A Weary Greece Considers Its Options

By THE EDITORIAL BOARDJAN. 3, 2015
The New York Times

The human toll of the economic crisis in Greece has been significant: Rates of hunger, suicide and unemployment have increased sharply, thanks to years of misguided austerity policies. So it is hardly shocking that polls are showing that voters are likely to give control of Parliament to the leftist political party Syriza in an election later this month.


Whether Syriza can make the lives of average Greeks better is an open question. The party and its charismatic leader, Alexis Tsipras, have promised to renegotiate government debt, cut taxes, reverse pension cuts and increase spending on public services. But to achieve this ambitious agenda, Mr. Tsipras will have to persuade leaders of the so-called troika — the European Commission, the European Central Bank and the International Monetary Fund — to ease the terms of the country’s debt.

That will be no easy task. Germany’s finance minister, Wolfgang Schäuble, has already declared that the elections will “change nothing” about the agreements between Greece and the troika. It is not surprising that Mr. Schäuble, who has been one of the biggest proponents of austerity in Europe, is taking such an absolutist position before the election, perhaps in an attempt to sway Greeks away from casting votes for Syriza. But insistence on pummeling Greece does nothing to help that country carry out its reforms faster. The troika leaders need to take a more pragmatic approach — by, for example, postponing debt repayments that come due next year.

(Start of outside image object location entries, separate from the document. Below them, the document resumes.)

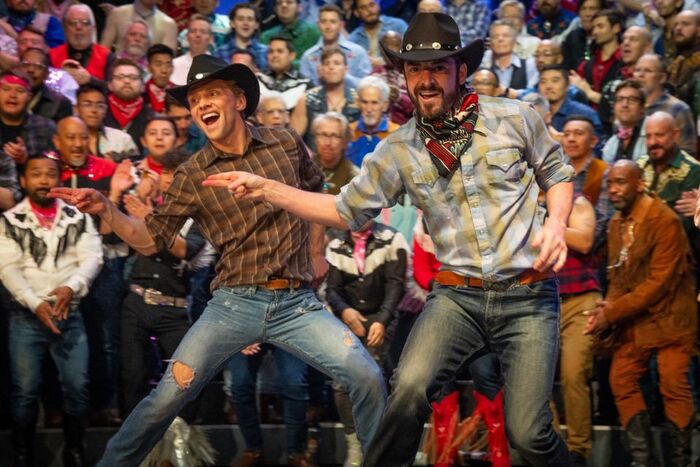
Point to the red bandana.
(124, 111)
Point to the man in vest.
(80, 55)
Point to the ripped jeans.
(234, 318)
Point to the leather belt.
(155, 297)
(453, 279)
(279, 284)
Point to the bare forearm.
(130, 229)
(560, 201)
(318, 208)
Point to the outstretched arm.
(314, 207)
(133, 231)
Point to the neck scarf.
(448, 136)
(360, 248)
(124, 111)
(156, 95)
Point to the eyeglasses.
(328, 136)
(74, 22)
(92, 105)
(30, 65)
(628, 99)
(127, 77)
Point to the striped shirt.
(484, 218)
(256, 241)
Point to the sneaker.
(354, 451)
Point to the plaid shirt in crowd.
(256, 240)
(483, 218)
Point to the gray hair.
(538, 101)
(332, 117)
(376, 83)
(515, 3)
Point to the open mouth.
(210, 118)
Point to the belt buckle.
(152, 297)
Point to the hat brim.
(470, 55)
(239, 73)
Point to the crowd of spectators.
(83, 103)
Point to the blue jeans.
(293, 388)
(520, 325)
(29, 342)
(293, 320)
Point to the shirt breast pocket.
(503, 165)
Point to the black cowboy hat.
(206, 68)
(434, 36)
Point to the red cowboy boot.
(492, 413)
(445, 418)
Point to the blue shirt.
(258, 50)
(359, 65)
(388, 23)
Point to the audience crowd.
(86, 323)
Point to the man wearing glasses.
(80, 56)
(127, 109)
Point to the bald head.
(72, 141)
(625, 185)
(662, 137)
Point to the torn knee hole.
(183, 375)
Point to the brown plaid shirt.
(256, 240)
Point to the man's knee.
(183, 374)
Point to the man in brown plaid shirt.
(268, 257)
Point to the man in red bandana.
(128, 110)
(160, 66)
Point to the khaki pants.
(576, 370)
(629, 364)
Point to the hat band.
(429, 46)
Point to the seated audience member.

In a positive sign, leaders of Syriza have said they want to keep Greece in the euro currency zone. A departure from the monetary union would be highly destructive to the country’s weak economy. And while investors do not seem as worried about what a Greek exit from the euro might mean for other countries like Spain, Portugal and Italy as they were a few years ago, they do have some concerns.

This much is clear: More suffering will not stabilize Greece or allow it to pay off its debts. Its unemployment rate was 25.5 percent in the third quarter of 2014. That is only modestly lower than the average rate of 27.5 percent in 2013. Deflation is a reality; consumer prices fell 1.2 percent in November after a 1.8 percent drop in October. Although the economy is growing again — gross domestic product increased 0.7 percent in the third quarter from the previous quarter — most people are not seeing improvement in their lives.

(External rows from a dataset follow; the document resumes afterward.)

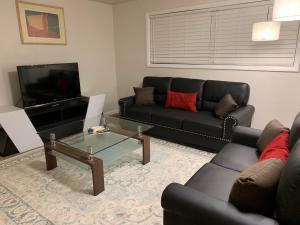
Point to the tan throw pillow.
(144, 96)
(225, 106)
(270, 132)
(255, 189)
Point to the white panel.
(19, 128)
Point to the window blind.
(220, 37)
(181, 38)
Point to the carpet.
(30, 195)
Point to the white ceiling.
(112, 1)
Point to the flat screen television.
(44, 84)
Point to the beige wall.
(89, 27)
(274, 94)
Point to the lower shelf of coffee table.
(109, 155)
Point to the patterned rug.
(30, 195)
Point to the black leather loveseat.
(202, 128)
(203, 200)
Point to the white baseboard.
(112, 112)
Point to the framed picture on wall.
(41, 24)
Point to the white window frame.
(226, 4)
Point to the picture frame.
(41, 24)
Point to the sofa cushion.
(225, 106)
(295, 132)
(144, 96)
(270, 132)
(255, 189)
(161, 86)
(215, 90)
(170, 117)
(142, 112)
(203, 122)
(236, 157)
(214, 180)
(189, 85)
(180, 100)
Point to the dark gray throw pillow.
(144, 96)
(225, 106)
(255, 189)
(271, 131)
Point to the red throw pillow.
(180, 100)
(278, 148)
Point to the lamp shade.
(286, 10)
(266, 31)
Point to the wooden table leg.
(146, 149)
(51, 161)
(98, 176)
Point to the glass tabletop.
(112, 131)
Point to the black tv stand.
(62, 118)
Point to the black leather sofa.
(202, 128)
(203, 200)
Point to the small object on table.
(95, 130)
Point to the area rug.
(30, 195)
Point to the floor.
(29, 194)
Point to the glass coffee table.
(99, 150)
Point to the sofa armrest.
(246, 136)
(124, 103)
(200, 208)
(242, 116)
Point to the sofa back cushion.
(214, 91)
(288, 194)
(161, 86)
(295, 132)
(189, 86)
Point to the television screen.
(42, 84)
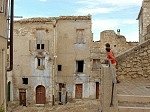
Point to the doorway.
(40, 95)
(78, 91)
(22, 96)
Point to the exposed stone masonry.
(135, 63)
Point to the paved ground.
(77, 106)
(134, 87)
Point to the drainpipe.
(54, 65)
(11, 34)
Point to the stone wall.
(135, 63)
(144, 20)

There is no question that the austerity policies, like cutting spending and raising taxes, that the troika demanded in exchange for helping Greece and other troubled eurozone countries have prolonged and deepened their economic slump. Another major flaw in the troika’s approach was that it left Greece with much more debt than the country could ever hope to repay, something even the I.M.F. acknowledged last year.

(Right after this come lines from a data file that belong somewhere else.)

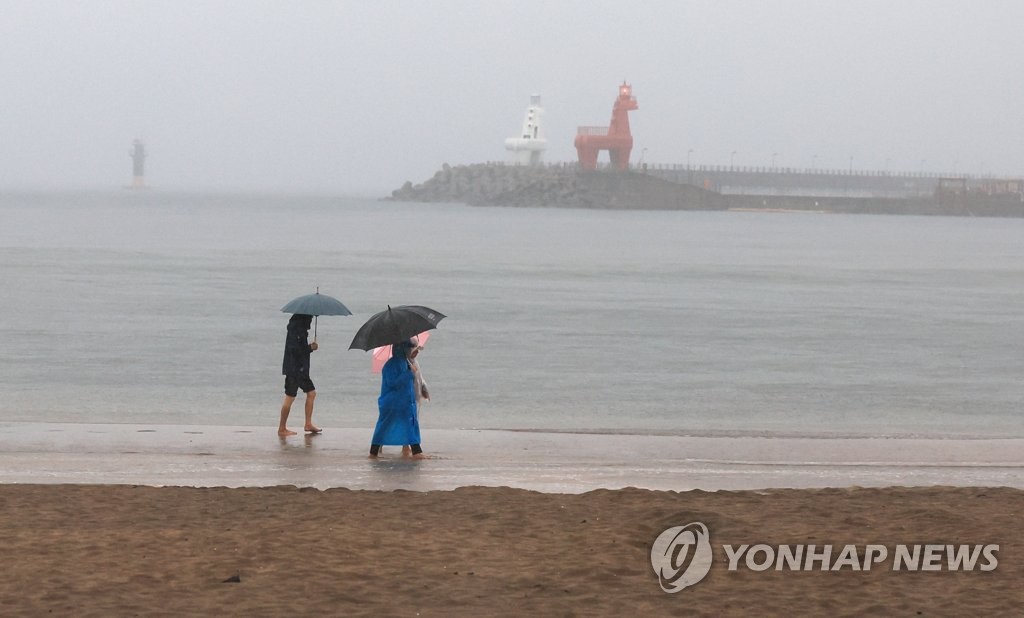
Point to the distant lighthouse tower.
(137, 153)
(528, 147)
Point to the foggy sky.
(357, 97)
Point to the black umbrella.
(316, 305)
(393, 325)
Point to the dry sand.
(119, 550)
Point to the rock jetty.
(556, 186)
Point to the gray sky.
(357, 97)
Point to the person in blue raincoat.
(397, 423)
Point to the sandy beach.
(118, 549)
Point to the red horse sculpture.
(614, 138)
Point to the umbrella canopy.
(393, 325)
(382, 354)
(316, 304)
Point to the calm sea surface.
(155, 308)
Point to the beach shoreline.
(550, 461)
(119, 549)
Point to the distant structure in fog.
(137, 153)
(528, 147)
(615, 138)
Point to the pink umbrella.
(383, 353)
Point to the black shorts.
(292, 386)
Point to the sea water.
(147, 307)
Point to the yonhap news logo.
(682, 556)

The pain caused by these policies is largely to blame for the disillusionment that voters in Greece, Spain, Italy and elsewhere in Europe increasingly feel for mainstream political parties. In Greece, that has benefited Syriza. In Spain, polls show that Podemos, a leftist party formed less than a year ago, has surged in popularity. And in Italy, the Five Star Movement, which wants that country to leave the euro, has faded recently but remains popular among a sizable minority of the population.


Whether or not Syriza wins a majority of seats in the Greek Parliament, it is clear that voters, constrained by European economic policies, are clamoring for change.